Part 4 - Continental Singers
During my four years at Seattle Pacific University I had the amazing experience of spending every summer traveling around the world with the Continental Singers. This organization was started in the 1970s and sent evangelistic musical groups on concert tours. The summer of 1988, after my freshman year, I flew to LAX to prepare for 3 months traveling across the USA and Great Britain, doing 8 concerts a week with 34 other enthusiastic evangelical Christians. This summer was a life-changing experience for me in many ways - but perhaps most importantly because I met a beautiful, friendly, spiritual young woman named Ann that summer who would become my wife three years later.

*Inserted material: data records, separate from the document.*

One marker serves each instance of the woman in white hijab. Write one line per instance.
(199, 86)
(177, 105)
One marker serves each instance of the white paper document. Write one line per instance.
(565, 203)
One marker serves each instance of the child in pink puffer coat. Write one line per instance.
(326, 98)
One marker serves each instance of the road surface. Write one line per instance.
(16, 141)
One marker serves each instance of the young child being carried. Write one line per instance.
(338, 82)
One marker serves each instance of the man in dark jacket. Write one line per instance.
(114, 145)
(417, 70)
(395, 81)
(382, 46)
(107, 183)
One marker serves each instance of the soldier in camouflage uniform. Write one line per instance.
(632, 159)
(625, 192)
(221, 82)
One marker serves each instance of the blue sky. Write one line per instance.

The pinnacle of the concert every night was “the invitation”, in which the tour director Bryan talked for a few minutes about how to become a follower of Jesus. For anyone who responded by “praying the sinners prayer” there were certain members of the group that would meet with them after the concert one on one. All of us had received training at the rehearsal camp prior to the tour in taking people through an illustration of salvation called “The Bridge”. I didn’t know at the time, but this was built off of “The 4 Spiritual Laws”, created by Bill Bright and Campus Crusade For Christ. It was a way of explaining the core message of the good news with the goal of them responding by praying the prayer and starting a “personal relationship with Jesus”. It goes like this.
God loves you and has a wonderful plan for your life.
However, sin entered the world and created a break between God and people since God is holy.
Jesus paid the penalty of those sins (everyone’s) by dying on the cross, making it possible for the divide between God and people to be crossed.
You must make a conscious choice to repent of your sins and confess Jesus is Lord, to receive forgiveness of your sins and eternal salvation. (Would you like to do this now?)
Over the course of 5 summers with the Continental Singers, the first year as a singer, the next two as a singer/assistant director, and the final 2 as a director of the group, I heard or shared this gospel illustration somewhere around 400 times. It was “gospel truth”.
I had no idea at that time how recent an invention in the history of Christianity this gospel presentation was. Although pieces of it can be found in revivalist preaching going back to the 1700s, the version I learned and shared had been created in the 1960s. It was a very recent development in a religion that had existed for nearly 2000 years.
Graduating from SPU in 1991, engaged to Ann, I went on a summer tour through French speaking Europe while she stayed in the Seattle area and worked. When I returned in August I found a job as a courier and we prepared for our wedding at the beginning of 1992. We traveled as director and singer/director’s wife on one more tour with the French Continentals, and then moved that fall to a small town in Oregon where I joined the staff of a Christian Church. This was a firmly evangelical church where I served as the worship pastor, leading all the music programs and worship services.
I had to adjust my methods from how things worked on the Continentals with cream of the crop vocalists and musicians to the reality of “work with who shows up” choir members and musicians. But the evangelical framework of how to use the Bible, explain salvation, and tenets of faith that I brought with me fit right into the culture there.
These were wonderful years of ministry, learning under the mentorship of kind, loving leaders and developing friendships that have stood the test of time. Yes, I still had some wonderings about some things from my education and time at SPU, but I could easily set those aside as I busied myself creating weekly worship services and musical productions to tell the gospel story and help people make decisions to follow Christ.